Você deve estar pensando: gente teimosa e turrona existe desde que o mundo é mundo. Por que só agora se percebeu que isso é um transtorno de personalidade que deve ser tratado? Porque a vida nunca foi tão difícil para os perfeccionistas.
Até poucas décadas atrás, o ritmo mais lento da vida – e do trabalho – dava espaço a que o sujeito cabeça-dura se ocupasse com suas obsessões e fosse especialista nelas. Um afinador de pianos podia demorar semanas para devolver o instrumento ao cliente, pois seu trabalho dependia somente de talento, aptidão e treinamento. Mas as coisas mudaram: surgiram artefatos eletrônicos que, se não substituem perfeitamente o trabalho de um ouvido absoluto, tornam o serviço bem mais rápido e com um resultado aceitável para a maioria dos mortais. Pior para os afinadores perfeccionistas, inventaram pianos eletrônicos que nunca precisam ser afinados.
Em resumo: a pessoa precisa saber se adaptar, coisa dificílima para um perfeccionista. “Vivemos numa era em que as vidas social, profissional e afetiva exigem flexibilidade”, afirma Geraldo Possendoro. “Quem não é flexível fica para trás e sofre de ansiedade.”
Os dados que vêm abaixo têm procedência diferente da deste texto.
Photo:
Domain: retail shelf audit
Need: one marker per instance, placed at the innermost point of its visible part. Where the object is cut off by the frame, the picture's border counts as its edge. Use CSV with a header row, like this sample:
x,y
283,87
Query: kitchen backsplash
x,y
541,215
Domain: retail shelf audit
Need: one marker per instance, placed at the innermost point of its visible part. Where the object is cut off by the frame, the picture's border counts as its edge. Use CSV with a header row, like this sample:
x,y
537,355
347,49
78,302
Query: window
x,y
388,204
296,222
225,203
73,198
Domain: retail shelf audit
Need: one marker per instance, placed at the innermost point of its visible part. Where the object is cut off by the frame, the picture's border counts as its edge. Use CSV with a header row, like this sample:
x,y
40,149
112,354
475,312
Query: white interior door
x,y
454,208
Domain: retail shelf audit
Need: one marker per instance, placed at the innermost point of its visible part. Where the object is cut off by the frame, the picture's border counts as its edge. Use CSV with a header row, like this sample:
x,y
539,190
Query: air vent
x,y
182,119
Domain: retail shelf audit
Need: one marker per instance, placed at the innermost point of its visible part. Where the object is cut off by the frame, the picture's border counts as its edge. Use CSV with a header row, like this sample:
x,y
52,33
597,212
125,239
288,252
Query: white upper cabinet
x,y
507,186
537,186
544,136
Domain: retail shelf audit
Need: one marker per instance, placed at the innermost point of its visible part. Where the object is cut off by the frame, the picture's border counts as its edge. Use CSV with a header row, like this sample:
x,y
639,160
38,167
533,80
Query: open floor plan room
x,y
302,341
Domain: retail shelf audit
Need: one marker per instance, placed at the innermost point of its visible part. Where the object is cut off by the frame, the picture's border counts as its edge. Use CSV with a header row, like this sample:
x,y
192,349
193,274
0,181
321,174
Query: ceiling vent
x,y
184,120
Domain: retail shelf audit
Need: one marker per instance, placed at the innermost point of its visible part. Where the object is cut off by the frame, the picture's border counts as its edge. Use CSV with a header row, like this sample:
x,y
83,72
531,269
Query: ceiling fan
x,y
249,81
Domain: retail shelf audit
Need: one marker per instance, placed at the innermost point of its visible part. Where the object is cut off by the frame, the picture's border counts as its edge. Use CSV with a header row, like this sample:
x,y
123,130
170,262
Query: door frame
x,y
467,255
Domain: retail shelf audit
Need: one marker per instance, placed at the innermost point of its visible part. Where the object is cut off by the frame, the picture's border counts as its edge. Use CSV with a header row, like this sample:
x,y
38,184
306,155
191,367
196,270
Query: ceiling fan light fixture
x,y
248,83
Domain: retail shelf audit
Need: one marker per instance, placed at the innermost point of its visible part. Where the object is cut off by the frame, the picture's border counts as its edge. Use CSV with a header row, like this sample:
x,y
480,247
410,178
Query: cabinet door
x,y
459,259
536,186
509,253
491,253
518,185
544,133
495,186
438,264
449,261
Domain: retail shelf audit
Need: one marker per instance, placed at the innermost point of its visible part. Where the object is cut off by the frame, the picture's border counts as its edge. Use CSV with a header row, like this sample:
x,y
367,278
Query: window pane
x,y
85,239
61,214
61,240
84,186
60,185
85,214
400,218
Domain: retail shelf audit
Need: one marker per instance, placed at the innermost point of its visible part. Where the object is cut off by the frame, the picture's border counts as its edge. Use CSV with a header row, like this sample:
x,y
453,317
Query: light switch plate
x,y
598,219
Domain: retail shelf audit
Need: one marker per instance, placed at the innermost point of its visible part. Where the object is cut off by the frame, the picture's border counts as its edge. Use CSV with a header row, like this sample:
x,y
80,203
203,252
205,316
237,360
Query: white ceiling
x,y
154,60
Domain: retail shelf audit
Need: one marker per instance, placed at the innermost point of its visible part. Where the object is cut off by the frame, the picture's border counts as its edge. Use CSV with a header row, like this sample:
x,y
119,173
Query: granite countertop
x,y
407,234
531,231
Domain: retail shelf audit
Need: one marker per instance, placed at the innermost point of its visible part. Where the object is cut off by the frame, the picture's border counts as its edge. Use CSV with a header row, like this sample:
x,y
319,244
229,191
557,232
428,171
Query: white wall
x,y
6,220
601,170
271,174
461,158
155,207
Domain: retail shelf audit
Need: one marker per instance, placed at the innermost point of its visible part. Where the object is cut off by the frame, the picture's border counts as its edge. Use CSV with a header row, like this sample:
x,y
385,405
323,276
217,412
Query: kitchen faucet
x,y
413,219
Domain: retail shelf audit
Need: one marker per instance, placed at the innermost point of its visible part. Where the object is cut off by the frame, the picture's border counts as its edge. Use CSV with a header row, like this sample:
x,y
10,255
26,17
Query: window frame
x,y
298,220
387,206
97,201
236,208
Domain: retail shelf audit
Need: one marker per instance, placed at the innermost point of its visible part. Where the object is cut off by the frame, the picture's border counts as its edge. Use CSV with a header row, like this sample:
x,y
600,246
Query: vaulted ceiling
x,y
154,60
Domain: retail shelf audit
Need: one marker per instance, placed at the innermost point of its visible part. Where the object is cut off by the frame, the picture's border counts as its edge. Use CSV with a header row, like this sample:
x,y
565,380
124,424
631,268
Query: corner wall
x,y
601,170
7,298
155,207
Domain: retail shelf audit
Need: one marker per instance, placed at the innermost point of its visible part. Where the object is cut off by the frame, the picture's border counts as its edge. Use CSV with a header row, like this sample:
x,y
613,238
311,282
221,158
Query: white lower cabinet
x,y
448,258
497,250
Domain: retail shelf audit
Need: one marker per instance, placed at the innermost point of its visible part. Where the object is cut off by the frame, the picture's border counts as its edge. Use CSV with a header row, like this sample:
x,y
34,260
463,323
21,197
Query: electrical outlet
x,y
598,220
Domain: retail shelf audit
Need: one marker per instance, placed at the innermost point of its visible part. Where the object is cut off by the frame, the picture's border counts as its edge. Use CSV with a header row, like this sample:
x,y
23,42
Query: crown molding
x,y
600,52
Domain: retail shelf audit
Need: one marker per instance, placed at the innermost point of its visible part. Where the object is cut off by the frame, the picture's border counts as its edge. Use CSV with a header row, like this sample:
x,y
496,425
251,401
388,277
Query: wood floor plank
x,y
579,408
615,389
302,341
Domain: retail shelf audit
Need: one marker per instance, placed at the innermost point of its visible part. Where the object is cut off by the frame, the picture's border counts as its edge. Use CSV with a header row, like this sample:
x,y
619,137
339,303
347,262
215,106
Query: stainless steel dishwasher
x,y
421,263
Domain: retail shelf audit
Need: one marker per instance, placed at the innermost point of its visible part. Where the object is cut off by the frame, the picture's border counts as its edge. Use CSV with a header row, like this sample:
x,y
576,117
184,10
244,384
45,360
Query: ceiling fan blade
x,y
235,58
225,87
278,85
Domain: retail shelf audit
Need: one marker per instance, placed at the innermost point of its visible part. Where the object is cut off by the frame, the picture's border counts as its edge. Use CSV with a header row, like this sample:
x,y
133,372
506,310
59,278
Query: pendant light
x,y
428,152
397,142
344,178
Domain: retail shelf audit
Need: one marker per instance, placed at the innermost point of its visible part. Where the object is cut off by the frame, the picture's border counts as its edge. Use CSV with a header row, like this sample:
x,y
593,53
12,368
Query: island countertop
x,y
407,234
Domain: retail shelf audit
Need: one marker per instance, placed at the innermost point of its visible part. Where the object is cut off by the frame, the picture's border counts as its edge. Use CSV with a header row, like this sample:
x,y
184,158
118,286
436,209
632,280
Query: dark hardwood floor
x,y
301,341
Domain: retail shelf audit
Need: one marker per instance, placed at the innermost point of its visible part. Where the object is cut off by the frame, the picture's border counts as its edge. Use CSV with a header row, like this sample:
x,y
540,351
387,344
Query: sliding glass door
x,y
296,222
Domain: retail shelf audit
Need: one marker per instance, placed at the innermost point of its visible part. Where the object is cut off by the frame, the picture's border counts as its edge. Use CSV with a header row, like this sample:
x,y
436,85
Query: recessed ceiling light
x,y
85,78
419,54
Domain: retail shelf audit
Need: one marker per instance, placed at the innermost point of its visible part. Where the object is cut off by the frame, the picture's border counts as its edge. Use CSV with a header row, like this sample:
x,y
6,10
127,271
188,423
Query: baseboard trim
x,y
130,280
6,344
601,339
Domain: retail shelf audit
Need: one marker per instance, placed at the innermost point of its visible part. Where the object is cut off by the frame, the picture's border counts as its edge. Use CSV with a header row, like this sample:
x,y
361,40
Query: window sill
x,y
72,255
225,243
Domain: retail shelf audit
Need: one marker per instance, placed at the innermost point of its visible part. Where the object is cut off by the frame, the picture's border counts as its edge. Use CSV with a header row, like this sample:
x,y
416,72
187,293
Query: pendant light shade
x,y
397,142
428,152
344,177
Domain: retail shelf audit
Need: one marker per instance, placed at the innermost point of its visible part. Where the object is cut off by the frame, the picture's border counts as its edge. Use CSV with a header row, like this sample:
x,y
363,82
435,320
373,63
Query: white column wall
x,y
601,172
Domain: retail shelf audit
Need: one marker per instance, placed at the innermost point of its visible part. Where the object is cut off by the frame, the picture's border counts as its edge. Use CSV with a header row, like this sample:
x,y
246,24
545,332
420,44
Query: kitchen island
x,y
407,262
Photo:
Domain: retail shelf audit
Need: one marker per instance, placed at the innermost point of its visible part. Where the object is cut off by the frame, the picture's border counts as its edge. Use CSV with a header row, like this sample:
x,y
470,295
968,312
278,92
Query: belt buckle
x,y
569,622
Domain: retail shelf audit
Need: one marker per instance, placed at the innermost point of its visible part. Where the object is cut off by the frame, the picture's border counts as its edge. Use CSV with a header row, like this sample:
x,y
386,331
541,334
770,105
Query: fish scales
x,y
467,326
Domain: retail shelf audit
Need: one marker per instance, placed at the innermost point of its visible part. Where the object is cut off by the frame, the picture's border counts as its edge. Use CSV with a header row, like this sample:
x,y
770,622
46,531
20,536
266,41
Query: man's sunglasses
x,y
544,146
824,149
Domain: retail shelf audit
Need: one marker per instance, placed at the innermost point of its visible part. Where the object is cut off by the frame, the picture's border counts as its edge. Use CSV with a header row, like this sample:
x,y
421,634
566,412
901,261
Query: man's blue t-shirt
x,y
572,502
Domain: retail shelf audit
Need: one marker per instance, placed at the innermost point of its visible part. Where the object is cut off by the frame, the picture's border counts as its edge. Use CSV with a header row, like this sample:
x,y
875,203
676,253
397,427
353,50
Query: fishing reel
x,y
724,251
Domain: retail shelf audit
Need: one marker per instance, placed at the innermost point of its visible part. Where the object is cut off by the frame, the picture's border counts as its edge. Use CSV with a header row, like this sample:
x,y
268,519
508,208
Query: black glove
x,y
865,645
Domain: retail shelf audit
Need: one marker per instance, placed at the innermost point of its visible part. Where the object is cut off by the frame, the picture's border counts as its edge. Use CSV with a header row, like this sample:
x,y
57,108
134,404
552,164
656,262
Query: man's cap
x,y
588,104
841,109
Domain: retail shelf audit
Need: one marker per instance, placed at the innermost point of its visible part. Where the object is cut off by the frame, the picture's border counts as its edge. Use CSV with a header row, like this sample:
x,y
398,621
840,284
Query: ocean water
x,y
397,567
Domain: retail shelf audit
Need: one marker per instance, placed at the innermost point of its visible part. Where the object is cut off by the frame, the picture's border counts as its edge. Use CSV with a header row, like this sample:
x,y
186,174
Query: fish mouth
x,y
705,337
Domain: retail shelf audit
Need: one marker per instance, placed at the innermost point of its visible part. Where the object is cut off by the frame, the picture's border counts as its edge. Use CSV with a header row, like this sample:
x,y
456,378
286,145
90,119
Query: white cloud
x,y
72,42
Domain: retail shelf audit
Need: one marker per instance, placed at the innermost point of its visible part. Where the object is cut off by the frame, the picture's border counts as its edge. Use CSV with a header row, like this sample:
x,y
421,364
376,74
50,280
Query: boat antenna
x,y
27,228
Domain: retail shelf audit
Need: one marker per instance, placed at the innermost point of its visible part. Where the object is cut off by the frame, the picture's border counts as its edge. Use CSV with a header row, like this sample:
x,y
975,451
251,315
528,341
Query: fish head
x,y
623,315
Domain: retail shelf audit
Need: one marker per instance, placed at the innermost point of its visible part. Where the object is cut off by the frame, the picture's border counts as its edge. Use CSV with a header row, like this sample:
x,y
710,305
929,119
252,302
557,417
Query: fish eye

Além disso, a era da informação rápida e fácil – mas nem sempre confiável – é o inferno dos perfeccionistas porque os obriga a elevar os próprios padrões de exigência. Até meados da década de 1990, um jornalista que quisesse escrever sobre afinação de pianos precisaria se desdobrar para achar fontes especializadas de informação. Qualquer besteira escrita passaria em branco para a maioria dos leitores – só os perfeccionistas teriam disposição para correr atrás dessas fontes.
Hoje, qualquer tipo de informação – de afinação de pianos a disfunções intestinais do bagre africano – estão disponíveis na internet para o jornalista, seu chefe e todos os leitores (ai, Jesus!).
Mais fácil que mudar esse mundo é tentar amolecer a cabeça dura dos perfeccionistas. Mas como? A psicóloga americana Alice Provost propôs um exercício para o grupo que estudou na universidade – uma série de regras que tinham por objetivo livrar essas pessoas de suas próprias regras mentais. Elas eram mais ou menos assim: termine o expediente na hora certa; não chegue ao trabalho antes da hora estabelecida; faça todas as pausas a que tem direito; deixe a mesa bagunçada; determine um número de tentativas para concluir o trabalho e, em seguida, entregue o que tiver. “Parecem coisas banais, porque aquilo que alguns deles consideram fracasso é algo para o que a maioria das pessoas não dá a mínima importância”, diz. Depois pergunte: você foi castigado? A universidade deixou de funcionar? Você está mais feliz? Segundo a professora, os cobaias perceberam que se preocupavam demais com bobagens. “Todos ficaram surpresos porque tudo continuava funcionando”.

In: Superinteressante, março de 2008, p. 69.